第二章 填充后宫,长孙皇后的谋算(第8/17页)

杨氏没想到她会提起此事,搪塞道:“哪里有合适的人家?”

“我们替您老人家上心呐!”善氏来了精神,“我这当嫂子也算知根知底,二妹妹虽说脾气不大好,但毕竟读过书,又生得水葱嫩藕般鲜亮,岂能随便嫁?”

虽说她把女儿比成了水葱嫩藕,但这番话大体还算合杨氏心意;武顺的婚事是早订下的,照儿她们若要寻个体面夫家着实不易。杨氏不能驳她好意,很关切地问:“以你之见呢?”

“当然得寻个官宦高门呢!”善氏的嗓门高了不少,越说越神采飞扬,“也是事有凑巧,前几日惟良、怀运他们到县里公干,听说咱县令之子尚未娶妻……”

这就是所谓高门吗?杨氏只能摇头苦笑了。

善氏瞧出她不屑,酸溜溜道:“我说叔母大人啊!您觉得何等人家才般配?我知道您眼光高,可现在讲不起。若叔父他老人家活着,就是刺史都督之家,姓崔的、姓郑的也嫁得。如今不成啊,官在人情在,官没了谁拿咱姓武的当名门?”

杨氏即便痛心,也不得不承认这话有道,就凭武家如今这等门第,能嫁到官宦人家已经不错了,还高攀什么?她听着善氏的诉说,胸中泛起阵悲意,眼泪差点儿下来,忙强自忍耐,夹一筷子菜没滋味地嚼着。

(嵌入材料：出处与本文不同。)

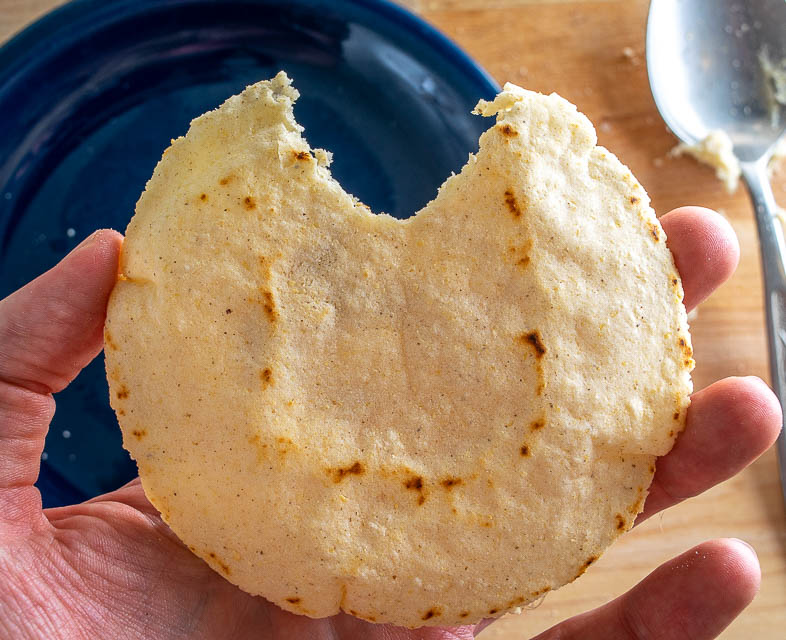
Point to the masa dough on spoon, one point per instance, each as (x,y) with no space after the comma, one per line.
(427,421)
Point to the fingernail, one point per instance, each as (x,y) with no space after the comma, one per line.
(753,551)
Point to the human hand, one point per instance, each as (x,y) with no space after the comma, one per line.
(110,568)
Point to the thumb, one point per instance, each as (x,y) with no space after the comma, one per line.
(49,330)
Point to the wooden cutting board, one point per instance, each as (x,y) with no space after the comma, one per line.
(593,54)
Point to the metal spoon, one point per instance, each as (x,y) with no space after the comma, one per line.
(705,68)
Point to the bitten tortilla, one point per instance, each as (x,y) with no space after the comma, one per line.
(423,422)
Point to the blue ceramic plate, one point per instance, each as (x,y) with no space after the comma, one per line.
(91,95)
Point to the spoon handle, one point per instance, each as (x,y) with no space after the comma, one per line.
(773,260)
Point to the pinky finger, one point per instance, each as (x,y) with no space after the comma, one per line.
(696,595)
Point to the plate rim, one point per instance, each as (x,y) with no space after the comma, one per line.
(19,51)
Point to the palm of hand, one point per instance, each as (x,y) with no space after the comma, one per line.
(111,568)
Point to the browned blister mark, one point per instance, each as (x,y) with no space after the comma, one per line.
(415,483)
(512,203)
(339,474)
(449,483)
(431,613)
(268,304)
(535,340)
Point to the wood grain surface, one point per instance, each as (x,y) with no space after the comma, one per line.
(576,48)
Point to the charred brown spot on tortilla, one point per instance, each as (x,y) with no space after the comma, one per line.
(431,613)
(451,482)
(355,469)
(535,340)
(269,305)
(415,483)
(512,203)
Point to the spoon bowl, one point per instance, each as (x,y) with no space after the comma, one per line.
(713,65)
(705,60)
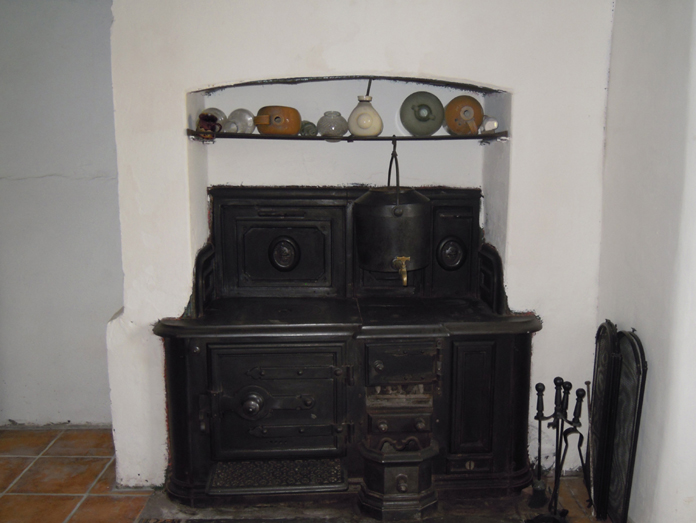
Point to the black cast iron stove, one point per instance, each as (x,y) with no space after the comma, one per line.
(297,373)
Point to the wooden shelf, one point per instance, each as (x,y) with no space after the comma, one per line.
(234,136)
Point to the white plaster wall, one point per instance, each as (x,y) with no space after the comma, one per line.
(313,163)
(60,270)
(647,278)
(553,56)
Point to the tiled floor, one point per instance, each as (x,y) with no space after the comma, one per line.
(62,475)
(67,475)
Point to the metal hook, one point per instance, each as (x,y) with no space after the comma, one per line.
(394,160)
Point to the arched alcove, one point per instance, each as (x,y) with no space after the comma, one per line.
(442,159)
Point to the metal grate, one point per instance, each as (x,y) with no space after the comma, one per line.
(292,475)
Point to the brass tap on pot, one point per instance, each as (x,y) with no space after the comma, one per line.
(399,264)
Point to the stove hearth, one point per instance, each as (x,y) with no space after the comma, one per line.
(297,373)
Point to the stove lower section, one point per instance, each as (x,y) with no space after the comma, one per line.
(404,410)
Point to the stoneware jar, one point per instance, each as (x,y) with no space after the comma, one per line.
(210,121)
(332,124)
(308,128)
(463,115)
(239,121)
(422,113)
(364,120)
(278,119)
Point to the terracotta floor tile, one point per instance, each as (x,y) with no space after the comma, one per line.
(109,509)
(107,485)
(10,468)
(78,442)
(25,442)
(36,509)
(60,475)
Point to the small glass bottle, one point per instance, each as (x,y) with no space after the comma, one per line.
(365,120)
(332,124)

善氏全没在意,还在那里絮絮叨叨:“县令也不错,当年我嫁进咱家时叔父还只是个兵头呢。若是男人有出息,将来妻随夫荣,当上诰命谁又说得准?高门大户是风光,杀头的也不少!甭管什么门第,全赖男人有没有本事,这就是咱女人的命啊……”

武照假装在旁看书,其实早把善氏的话听个大概,心里已不悦;又见母亲一脸苦楚,终于压不住火性,一跃而起,自桌上拿起杯酒,不问是非狠狠泼在大嫂脸上。

善氏一个激灵:“你、你……”她好歹是武家女主人,当众被小姑娘羞辱,气得说不出话来;在场所有妇人都愣住了,杨氏也大感意外。

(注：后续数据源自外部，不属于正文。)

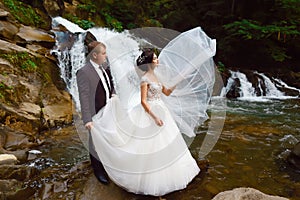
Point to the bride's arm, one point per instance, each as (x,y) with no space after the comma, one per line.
(168,91)
(144,88)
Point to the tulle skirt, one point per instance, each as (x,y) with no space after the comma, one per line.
(138,155)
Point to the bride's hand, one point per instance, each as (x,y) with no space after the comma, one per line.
(159,122)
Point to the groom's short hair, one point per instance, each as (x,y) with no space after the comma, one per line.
(92,46)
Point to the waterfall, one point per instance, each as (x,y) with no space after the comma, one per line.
(271,89)
(262,88)
(70,50)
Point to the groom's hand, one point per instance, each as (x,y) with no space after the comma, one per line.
(88,125)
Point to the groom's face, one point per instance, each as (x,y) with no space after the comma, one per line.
(99,56)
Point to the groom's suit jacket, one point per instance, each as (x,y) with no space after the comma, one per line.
(92,94)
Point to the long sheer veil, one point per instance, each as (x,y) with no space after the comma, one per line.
(186,61)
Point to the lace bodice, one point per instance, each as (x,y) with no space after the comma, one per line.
(154,90)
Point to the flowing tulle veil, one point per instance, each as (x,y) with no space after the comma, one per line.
(186,61)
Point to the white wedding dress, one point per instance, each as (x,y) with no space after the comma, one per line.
(138,155)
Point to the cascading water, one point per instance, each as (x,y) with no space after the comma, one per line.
(265,88)
(71,58)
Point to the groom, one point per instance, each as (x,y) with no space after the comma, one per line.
(95,87)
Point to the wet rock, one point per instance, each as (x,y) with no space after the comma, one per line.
(234,91)
(19,140)
(54,7)
(3,13)
(17,172)
(8,30)
(8,159)
(245,194)
(29,34)
(294,156)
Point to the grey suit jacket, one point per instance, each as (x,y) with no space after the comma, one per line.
(91,91)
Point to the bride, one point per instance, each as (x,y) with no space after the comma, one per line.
(142,149)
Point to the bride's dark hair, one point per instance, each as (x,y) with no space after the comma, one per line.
(145,58)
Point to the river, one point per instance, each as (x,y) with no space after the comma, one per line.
(257,136)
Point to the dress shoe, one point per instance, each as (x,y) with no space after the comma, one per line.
(102,178)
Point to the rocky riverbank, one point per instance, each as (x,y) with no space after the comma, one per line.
(37,112)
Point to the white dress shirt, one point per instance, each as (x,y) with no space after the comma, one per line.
(101,74)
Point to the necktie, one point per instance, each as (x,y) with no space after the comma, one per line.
(105,77)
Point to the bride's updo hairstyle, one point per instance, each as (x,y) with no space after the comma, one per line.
(145,58)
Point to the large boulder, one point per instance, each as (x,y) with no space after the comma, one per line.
(245,194)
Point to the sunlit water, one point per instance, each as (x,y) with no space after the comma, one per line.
(257,136)
(251,152)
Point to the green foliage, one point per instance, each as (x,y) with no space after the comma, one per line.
(112,22)
(83,23)
(23,60)
(92,9)
(24,13)
(253,30)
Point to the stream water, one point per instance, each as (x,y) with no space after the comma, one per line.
(251,152)
(257,136)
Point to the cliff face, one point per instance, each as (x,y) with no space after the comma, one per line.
(32,94)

武照仍不罢休,紧蹙娥眉,杏眼圆睁,指着善氏鼻子骂道:“你这饶舌老妇胡诌什么?我嫁不嫁与你何干?”

善氏终究不是厚道人,把满脸酒水一抹,也反唇道:“不知天高地厚的小崽子!老娘好心好意管你的闲事,反落一身不是。你当自己还是原先说一不二的大小姐啊?”

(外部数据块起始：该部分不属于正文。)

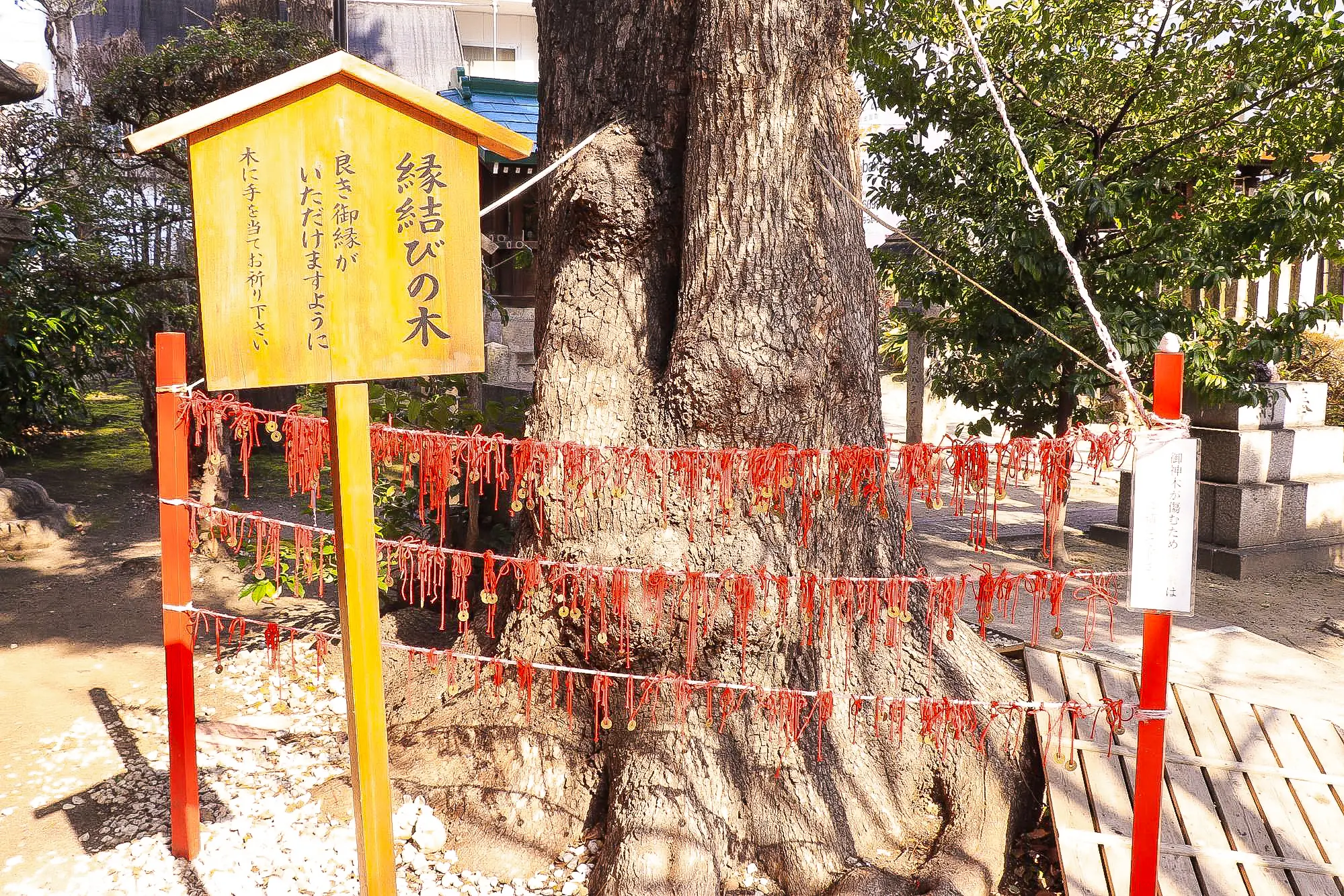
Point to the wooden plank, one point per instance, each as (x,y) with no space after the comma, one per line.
(483,130)
(1221,855)
(1175,874)
(1202,762)
(1273,796)
(1103,776)
(1327,746)
(1081,863)
(1233,795)
(366,714)
(1315,800)
(1194,803)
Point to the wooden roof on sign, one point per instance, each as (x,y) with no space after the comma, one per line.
(270,93)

“呸!你们帮元庆他们霸占爹爹留下的财产,把我们撵到这小院,还假惺惺来帮我说媒,花言巧语哄骗我娘,能有什么好心肠?惟良、怀运要把我嫁给县令之子,无非想趁机结好本地的官,八成那县令之家答应多出钱财,连你都从中得了好处吧?做你的美梦吧,姑娘我偏不嫁,以后关起门来过日子,咱们谁也别理谁,快给我滚!”

善氏一干心思被她戳破,无言可对竟干脆撕破嘴脸,骂道:“哟!跟一家子耍威风?不问问你娘当初怎么做的人?不就姓杨么?隋炀帝的天子早没了,有什么不可一世的?若不是先皇硬塞给我们武家,谁要四十多的老姑娘?指不定以前嫁没嫁过呢!这家里即便千金万金本就该是我们的,生不下儿子是你没德行,怨得谁来?老的又臭又硬,小的更不是东西!”

宿怨都挑明了,杨氏哪受过这等羞辱,早已又气又怒浑身颤抖,但她不屑于与这等泼妇嚼舌。武照却不依,尤其听她辱及母亲,顿时火冒三丈,绰起只酒壶“啪”的一声在墙上击碎;攥着锋利的瓷片,照定善氏脸上就劈。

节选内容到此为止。